Penulis Injil Matius menekankan bahwa perempuan tersebut adalah seorang Kanaan. Orang Kanaan bukanlah bagian dari orang Israel, atau dengan kata lain, mereka pada dasarnya bukan orang-orang yang menyembah Tuhan. Banyak di antara mereka yang menyembah berhala.
Namun lain halnya dengan perempuan Kanaan ini. Ia datang kepada Tuhan, meminta belas kasihan, mengakui bahwa Yesus adalah Tuhan. Ia bahkan menaruh kepercayaan kepada Tuhan karena ia yakin Tuhan dapat menyembuhkan anaknya yang kerasukan setan.
Tidak mudah bagi kita orang percaya untuk dapat menggantungkan kesembuhan dari penyakit secara sepenuhnya kepada Tuhan, apalagi jika penyakit yang kita derita sudah cukup parah, kita akan cenderung putus asa dan hilang harapan. Namun berbeda dengan perempuan ini. Meskipun ia bukan berasal dari suku yang mengenal Tuhan, ia dapat yakin dan percaya bahwa Tuhan berkuasa menyembuhkan anaknya yang sedang sakit.

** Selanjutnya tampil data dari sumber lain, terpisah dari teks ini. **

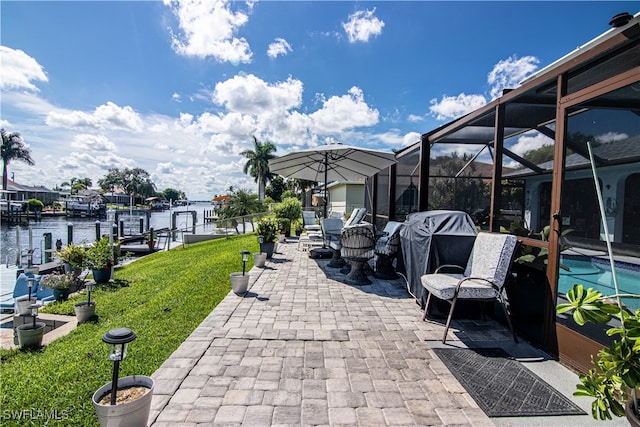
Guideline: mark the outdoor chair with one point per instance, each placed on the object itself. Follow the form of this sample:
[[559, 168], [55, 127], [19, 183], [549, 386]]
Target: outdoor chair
[[483, 278], [21, 289], [356, 217], [309, 221], [386, 250], [357, 243]]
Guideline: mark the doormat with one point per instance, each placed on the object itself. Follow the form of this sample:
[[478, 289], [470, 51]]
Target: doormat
[[502, 387]]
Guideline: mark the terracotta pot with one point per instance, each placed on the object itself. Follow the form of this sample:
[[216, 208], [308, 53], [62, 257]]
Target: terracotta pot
[[632, 417], [134, 413]]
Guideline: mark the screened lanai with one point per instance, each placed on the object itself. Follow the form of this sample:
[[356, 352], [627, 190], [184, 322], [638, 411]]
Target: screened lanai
[[587, 100]]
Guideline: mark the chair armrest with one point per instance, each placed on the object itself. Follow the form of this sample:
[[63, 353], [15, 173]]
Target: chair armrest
[[451, 266]]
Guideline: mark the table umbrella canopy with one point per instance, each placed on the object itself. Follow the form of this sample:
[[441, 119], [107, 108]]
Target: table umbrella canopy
[[332, 162]]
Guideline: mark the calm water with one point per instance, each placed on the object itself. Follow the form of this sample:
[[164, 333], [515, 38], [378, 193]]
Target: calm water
[[84, 229], [599, 277]]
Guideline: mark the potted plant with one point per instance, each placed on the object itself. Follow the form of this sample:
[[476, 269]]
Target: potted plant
[[23, 303], [60, 283], [240, 281], [30, 333], [73, 258], [123, 401], [100, 259], [259, 259], [267, 230], [85, 310], [615, 379]]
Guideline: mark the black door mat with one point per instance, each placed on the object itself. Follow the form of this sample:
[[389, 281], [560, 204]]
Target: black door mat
[[502, 387]]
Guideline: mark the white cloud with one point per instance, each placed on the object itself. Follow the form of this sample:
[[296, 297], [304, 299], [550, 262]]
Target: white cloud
[[530, 141], [611, 137], [340, 113], [451, 107], [252, 95], [508, 73], [278, 47], [92, 142], [108, 116], [19, 70], [208, 28], [362, 25]]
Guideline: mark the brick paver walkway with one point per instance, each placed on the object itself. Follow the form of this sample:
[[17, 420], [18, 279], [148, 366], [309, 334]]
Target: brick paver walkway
[[304, 348]]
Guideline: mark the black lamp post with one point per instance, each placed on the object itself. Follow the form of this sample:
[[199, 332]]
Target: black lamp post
[[117, 340], [245, 258], [34, 313], [30, 281], [89, 287]]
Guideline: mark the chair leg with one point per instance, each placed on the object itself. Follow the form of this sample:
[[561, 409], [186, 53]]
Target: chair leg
[[508, 316], [446, 327], [426, 307]]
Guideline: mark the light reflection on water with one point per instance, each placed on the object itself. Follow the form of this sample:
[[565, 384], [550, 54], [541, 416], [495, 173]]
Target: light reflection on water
[[84, 229]]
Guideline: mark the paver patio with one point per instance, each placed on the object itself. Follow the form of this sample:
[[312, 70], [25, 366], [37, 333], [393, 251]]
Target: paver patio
[[304, 348]]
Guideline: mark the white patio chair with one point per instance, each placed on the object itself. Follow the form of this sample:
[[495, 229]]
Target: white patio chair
[[483, 278]]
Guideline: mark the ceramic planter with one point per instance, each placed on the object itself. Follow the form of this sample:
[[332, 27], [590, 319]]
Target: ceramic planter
[[85, 311], [267, 248], [32, 270], [259, 259], [30, 337], [239, 282], [61, 294], [22, 304], [131, 414], [102, 275]]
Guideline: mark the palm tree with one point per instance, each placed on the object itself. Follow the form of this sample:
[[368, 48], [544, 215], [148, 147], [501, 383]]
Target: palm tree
[[258, 164], [13, 148]]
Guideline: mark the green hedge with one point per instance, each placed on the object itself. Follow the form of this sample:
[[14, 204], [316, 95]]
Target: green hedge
[[162, 297]]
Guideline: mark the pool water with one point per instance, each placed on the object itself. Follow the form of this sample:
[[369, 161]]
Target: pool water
[[596, 273]]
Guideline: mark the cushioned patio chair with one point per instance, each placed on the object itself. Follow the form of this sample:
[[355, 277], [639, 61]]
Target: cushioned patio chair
[[21, 289], [309, 221], [386, 250], [331, 230], [357, 243], [483, 278]]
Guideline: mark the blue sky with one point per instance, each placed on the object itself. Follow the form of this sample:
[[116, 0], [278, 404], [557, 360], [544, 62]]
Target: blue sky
[[179, 88]]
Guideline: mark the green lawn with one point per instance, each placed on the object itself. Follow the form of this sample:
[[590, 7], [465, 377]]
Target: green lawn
[[163, 298]]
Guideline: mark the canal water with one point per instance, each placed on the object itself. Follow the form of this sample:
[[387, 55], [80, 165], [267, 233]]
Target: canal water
[[84, 229]]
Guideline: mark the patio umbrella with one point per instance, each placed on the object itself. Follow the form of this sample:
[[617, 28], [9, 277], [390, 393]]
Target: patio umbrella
[[332, 162]]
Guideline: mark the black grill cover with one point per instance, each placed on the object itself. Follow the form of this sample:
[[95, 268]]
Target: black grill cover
[[431, 239]]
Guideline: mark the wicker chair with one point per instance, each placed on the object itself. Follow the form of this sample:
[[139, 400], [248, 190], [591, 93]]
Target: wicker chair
[[386, 250], [331, 229], [357, 242], [483, 278]]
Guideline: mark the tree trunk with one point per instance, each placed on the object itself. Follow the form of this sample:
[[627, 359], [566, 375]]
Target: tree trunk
[[260, 188]]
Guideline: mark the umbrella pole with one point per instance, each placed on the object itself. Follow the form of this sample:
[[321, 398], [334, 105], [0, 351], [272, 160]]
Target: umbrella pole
[[326, 200]]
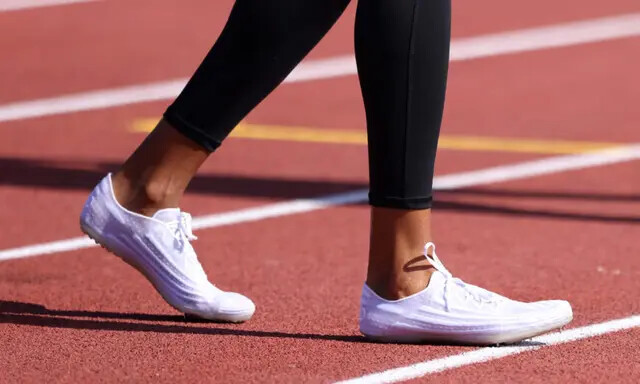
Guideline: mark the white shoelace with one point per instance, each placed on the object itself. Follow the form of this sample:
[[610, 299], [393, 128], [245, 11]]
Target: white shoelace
[[471, 291], [183, 233]]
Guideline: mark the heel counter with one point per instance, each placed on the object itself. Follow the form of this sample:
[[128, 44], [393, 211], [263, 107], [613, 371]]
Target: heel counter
[[92, 212]]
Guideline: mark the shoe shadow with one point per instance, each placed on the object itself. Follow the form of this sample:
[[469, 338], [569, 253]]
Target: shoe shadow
[[38, 315], [12, 312]]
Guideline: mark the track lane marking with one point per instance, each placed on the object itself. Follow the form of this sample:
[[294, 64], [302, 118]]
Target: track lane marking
[[19, 5], [545, 166], [359, 137], [517, 41], [492, 353]]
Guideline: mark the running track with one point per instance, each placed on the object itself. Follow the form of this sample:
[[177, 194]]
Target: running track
[[531, 228]]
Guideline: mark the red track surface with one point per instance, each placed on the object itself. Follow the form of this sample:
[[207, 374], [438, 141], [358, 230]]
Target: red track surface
[[84, 315]]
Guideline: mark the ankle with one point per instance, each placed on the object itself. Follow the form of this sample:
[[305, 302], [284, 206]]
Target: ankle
[[145, 196], [398, 286]]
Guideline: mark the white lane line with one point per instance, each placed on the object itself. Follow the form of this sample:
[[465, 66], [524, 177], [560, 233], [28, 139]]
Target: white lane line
[[491, 353], [502, 173], [18, 5], [524, 40]]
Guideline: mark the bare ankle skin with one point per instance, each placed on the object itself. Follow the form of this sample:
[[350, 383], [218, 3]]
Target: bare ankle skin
[[397, 266], [156, 175]]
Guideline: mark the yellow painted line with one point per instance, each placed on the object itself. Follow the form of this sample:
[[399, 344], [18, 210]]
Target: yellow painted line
[[452, 142]]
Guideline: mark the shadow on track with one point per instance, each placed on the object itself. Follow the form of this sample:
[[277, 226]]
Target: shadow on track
[[12, 312], [61, 174]]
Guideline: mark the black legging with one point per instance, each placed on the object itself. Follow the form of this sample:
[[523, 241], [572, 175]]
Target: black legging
[[402, 51]]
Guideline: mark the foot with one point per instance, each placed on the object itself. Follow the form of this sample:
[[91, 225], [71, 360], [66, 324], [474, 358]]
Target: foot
[[159, 247], [452, 311]]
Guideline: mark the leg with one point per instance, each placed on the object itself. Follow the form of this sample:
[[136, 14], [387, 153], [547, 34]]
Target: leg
[[260, 45], [402, 50], [134, 213]]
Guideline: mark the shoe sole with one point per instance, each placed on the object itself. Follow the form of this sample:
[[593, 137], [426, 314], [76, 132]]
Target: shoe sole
[[477, 340], [241, 318]]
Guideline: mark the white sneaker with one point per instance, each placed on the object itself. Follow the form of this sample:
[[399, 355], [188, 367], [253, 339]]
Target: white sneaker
[[450, 310], [159, 248]]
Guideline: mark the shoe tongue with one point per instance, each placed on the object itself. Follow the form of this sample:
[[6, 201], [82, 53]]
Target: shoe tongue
[[167, 215]]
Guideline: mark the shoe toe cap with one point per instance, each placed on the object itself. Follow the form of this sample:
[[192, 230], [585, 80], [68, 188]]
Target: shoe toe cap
[[235, 307]]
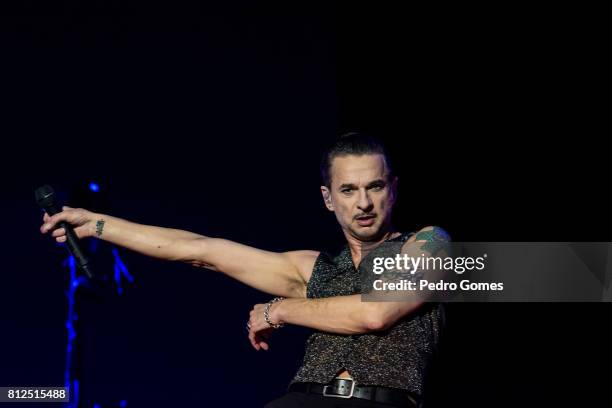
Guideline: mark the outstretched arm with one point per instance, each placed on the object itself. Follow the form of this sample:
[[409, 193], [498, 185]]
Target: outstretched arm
[[281, 274], [344, 314]]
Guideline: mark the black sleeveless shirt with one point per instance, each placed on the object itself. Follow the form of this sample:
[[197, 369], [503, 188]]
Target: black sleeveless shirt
[[397, 357]]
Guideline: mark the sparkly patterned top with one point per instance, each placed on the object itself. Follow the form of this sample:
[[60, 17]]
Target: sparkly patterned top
[[395, 358]]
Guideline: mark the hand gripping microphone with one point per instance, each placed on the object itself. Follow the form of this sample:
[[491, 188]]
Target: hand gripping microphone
[[45, 197]]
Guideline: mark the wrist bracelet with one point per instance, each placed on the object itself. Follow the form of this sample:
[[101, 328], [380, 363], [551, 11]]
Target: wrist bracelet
[[267, 313]]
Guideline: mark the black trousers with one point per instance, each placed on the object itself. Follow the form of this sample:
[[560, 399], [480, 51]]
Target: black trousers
[[302, 400]]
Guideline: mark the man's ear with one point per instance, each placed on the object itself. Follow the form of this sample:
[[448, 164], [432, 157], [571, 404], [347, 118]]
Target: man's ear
[[327, 198]]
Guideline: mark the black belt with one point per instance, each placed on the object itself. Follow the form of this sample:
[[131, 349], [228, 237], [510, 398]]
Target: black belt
[[346, 388]]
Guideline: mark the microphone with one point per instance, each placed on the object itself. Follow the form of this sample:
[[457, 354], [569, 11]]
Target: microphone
[[45, 197]]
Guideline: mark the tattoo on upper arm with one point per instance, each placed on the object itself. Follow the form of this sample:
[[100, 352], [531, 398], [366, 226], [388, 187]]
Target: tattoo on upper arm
[[435, 239], [99, 228]]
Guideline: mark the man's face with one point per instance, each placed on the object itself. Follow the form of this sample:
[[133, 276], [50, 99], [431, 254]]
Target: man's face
[[361, 195]]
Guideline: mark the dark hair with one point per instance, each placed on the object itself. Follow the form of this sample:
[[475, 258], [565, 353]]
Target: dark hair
[[352, 143]]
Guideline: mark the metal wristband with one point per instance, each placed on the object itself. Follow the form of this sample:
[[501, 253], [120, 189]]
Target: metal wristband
[[267, 313]]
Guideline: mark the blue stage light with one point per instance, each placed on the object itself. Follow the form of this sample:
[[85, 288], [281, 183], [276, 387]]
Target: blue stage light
[[94, 187]]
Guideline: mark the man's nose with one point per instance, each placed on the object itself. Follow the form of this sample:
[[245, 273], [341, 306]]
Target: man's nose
[[365, 203]]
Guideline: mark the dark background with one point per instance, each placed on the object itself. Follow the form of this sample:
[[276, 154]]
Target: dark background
[[210, 117]]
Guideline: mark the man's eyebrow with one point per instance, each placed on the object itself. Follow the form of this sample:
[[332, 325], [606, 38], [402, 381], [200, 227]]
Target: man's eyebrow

Tetapi, bagaimana tanggapan murid-murid Yesus terhadap perempuan itu? Murid-murid justru meminta Tuhan Yesus untuk menyuruh perempuan tersebut pergi karena perempuan ini mengikuti rombongan Tuhan dengan berteriak-teriak.
Pada hari ini, apakah yang akan kita lakukan ketika kita sedang memperjuangkan sesuatu namun banyak orang tidak mendukung kita, bahkan menolak kita? Mungkin kita akan segera menyerah dan mundur dari apa yang sudah kita perjuangkan.
Namun berbeda dengan perempuan Kanaan ini. Ia sungguh-sungguh memperjuangkan kesembuhan anaknya, dengan berani ia meminta tolong kepada Tuhan, bahkan sampai berteriak-teriak. Perempuan itu tidak sungkan dan mau menunjukkan ekspresinya secara terbuka agar Tuhan mau mendengar. Dan ketika ia mendapat penolakan demipenolakan, ia tidak langsung undur diri. Perempuan Kanaan itu masih berusaha, dan bahkan bukan hanya meminta kesembuhan untuk anaknya saja, ia pun dengan rendah hati meminta pertolongan Tuhan. Perempuan itu mendekat menyembah dan berkata, “Tuhan, tolonglah aku.”
Pada akhirnya, Tuhan Yesus menjawab dan berkata kepada perempuan itu: “Hai ibu, besar imanmu, maka jadilah kepadamu seperti yang kaukehendaki.” Dan seketika itu juga anaknya sembuh.
Perempuan ini memberikan kita teladan dalam mengikut Tuhan. Perjalanan hidup dan iman kita tidak akan mulus-mulus saja. Sebaliknya, akan ada banyak hambatan seperti penolakan, pemikiran orang lain yang berbeda dengan kita, lingkungan yang tidak mendukung, dan lain sebagainya. Tapi janganlah hal itu membuat kita berhenti untuk memperjuangkan iman kepercayaan kita kepada Tuhan. Sebaliknya, hendaklah kita semakin mendekatkan diri dan menyembah Tuhan, karena kita tahu apa yang kita perjuangkan di dalam Tuhan tidak akan menjadi sia-sia.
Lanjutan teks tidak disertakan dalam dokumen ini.